World Bulletin / News Desk
British energy firm Petrofac stopped work at a Tunisia gas plant after renewed protests despite an agreement to end social unrest, a minister and a company official said Wednesday.
The halt in operations at Cherqui on Kerkennah island in southeast Tunisia comes after a deal in September ended a protest by local workers.
"Despite the agreement signed in September and the promises from civil society in Kerkennah, (protesters) several times blocked the road for trucks," Energy Minister Hela Cheikhrouhou told radio Mosaique FM.
"Civil society needs to deal with the situation in a responsible way. From our side, we want to listen to those who are blocking the way to trucks and to their new demands," she said.
Activities had resumed at the site at the start of the month, according to Tunisian media. The exact demands of the protesters were not immediately clear.

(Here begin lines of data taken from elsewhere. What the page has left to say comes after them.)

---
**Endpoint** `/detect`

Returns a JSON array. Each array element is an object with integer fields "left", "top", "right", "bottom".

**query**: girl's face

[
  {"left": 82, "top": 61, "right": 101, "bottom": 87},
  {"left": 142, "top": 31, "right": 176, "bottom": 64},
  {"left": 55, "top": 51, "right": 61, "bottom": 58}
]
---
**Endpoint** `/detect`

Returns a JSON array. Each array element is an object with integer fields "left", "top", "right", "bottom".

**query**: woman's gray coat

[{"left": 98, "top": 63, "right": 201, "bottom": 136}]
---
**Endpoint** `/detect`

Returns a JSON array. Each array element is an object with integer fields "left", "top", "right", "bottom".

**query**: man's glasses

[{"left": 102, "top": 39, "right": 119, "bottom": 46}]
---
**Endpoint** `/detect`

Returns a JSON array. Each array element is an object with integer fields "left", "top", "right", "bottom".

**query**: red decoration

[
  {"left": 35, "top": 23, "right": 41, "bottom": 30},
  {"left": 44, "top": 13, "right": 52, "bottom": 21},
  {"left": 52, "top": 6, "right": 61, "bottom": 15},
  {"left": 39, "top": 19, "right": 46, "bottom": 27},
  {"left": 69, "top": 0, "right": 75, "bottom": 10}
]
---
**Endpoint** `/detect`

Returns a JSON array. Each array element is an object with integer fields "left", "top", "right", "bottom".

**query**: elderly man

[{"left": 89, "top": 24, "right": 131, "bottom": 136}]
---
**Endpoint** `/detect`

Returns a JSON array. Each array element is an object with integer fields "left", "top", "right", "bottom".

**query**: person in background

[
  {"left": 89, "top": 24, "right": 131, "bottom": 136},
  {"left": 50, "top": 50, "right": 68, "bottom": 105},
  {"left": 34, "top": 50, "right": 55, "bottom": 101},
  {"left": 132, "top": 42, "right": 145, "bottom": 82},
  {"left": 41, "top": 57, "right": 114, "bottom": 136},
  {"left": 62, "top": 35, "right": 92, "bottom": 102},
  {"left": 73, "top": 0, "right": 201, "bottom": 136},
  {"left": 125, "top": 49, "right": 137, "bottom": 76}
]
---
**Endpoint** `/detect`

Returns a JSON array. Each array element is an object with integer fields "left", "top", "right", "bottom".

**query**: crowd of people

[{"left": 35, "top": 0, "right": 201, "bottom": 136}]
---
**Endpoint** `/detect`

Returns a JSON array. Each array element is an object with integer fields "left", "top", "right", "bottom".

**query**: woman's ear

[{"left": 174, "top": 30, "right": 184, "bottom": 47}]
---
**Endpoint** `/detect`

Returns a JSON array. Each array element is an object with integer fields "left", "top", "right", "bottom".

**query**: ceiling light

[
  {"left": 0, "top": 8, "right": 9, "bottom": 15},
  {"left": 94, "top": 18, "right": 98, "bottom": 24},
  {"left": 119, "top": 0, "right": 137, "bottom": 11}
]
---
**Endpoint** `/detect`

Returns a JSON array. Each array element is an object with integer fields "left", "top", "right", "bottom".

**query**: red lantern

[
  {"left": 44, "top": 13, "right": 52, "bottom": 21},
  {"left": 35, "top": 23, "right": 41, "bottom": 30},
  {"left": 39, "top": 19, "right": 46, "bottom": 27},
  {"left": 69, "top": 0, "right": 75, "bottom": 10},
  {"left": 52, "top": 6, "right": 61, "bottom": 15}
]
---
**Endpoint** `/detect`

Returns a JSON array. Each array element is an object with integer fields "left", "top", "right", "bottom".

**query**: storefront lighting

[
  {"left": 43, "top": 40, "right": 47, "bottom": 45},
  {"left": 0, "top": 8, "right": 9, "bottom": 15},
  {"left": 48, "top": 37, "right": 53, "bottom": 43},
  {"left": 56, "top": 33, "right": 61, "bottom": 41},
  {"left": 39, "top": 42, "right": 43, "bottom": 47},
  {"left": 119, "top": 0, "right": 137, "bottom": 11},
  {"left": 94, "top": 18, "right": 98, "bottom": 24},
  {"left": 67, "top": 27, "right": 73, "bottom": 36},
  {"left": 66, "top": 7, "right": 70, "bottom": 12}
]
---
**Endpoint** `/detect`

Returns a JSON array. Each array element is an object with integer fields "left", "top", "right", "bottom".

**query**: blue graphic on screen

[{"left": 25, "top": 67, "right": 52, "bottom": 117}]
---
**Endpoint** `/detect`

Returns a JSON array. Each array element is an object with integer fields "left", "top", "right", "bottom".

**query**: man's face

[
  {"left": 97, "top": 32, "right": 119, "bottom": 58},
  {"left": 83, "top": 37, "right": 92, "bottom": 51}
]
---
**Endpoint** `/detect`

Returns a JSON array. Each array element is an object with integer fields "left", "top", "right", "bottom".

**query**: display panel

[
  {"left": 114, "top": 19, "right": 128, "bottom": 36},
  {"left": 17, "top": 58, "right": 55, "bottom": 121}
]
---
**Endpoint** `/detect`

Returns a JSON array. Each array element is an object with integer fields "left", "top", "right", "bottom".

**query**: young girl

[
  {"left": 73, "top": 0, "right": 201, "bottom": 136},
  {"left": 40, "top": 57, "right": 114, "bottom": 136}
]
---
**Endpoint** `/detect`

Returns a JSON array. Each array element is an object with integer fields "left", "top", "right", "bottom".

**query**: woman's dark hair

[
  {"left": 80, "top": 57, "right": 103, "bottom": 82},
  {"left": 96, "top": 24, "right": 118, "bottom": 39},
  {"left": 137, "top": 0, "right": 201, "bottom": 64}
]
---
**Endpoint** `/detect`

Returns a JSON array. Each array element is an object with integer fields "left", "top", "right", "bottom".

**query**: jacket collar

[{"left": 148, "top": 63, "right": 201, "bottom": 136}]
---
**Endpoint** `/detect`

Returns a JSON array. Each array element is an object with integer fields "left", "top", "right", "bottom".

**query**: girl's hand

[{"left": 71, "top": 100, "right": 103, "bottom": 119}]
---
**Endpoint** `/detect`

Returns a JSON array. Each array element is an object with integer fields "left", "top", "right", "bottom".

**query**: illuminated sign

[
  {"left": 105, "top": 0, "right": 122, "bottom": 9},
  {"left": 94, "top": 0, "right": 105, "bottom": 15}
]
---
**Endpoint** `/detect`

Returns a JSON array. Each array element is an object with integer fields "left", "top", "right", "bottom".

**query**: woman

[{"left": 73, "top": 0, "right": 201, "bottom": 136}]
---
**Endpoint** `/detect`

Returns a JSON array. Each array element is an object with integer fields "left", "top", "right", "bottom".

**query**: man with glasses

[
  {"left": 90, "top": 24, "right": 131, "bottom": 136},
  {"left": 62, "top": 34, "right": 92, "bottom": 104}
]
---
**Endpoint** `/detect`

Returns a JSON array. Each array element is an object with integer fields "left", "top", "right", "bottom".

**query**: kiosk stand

"This is not how we can best help (foreign) firms to work in out country," Cheikhrouhou said.
Tunisia said in September that Petrofac would resume operations at the gas plant after a labour dispute was resolved that had halted work for months.
The accord, negotiated in the presence demonstrators and union figures, called for the creation of three-year contracts and a development company for Kerkennah, Social Affairs Minister Mohamed Trabelsi said at the time.
Petrofac, which works in cooperation with Tunisia's national oil company at the site, is the largest employer on the Kerkennah islands.
The unrest started at the start of the year after the end of a programme -- largely financed by Petrofac and created in the wake of Tunisia's 2011 uprising -- to get unemployed graduates into work, although often without permanent contracts or benefits.
Petrofac said it could no longer fund the programme and called on the Tunisian state to take over.
Tunisia is battling high unemployment and has been hit by a spate of jihadist attacks in the past 18 months, but has largely escaped the widespread unrest experienced by other countries that underwent 2011's wave of popular uprisings.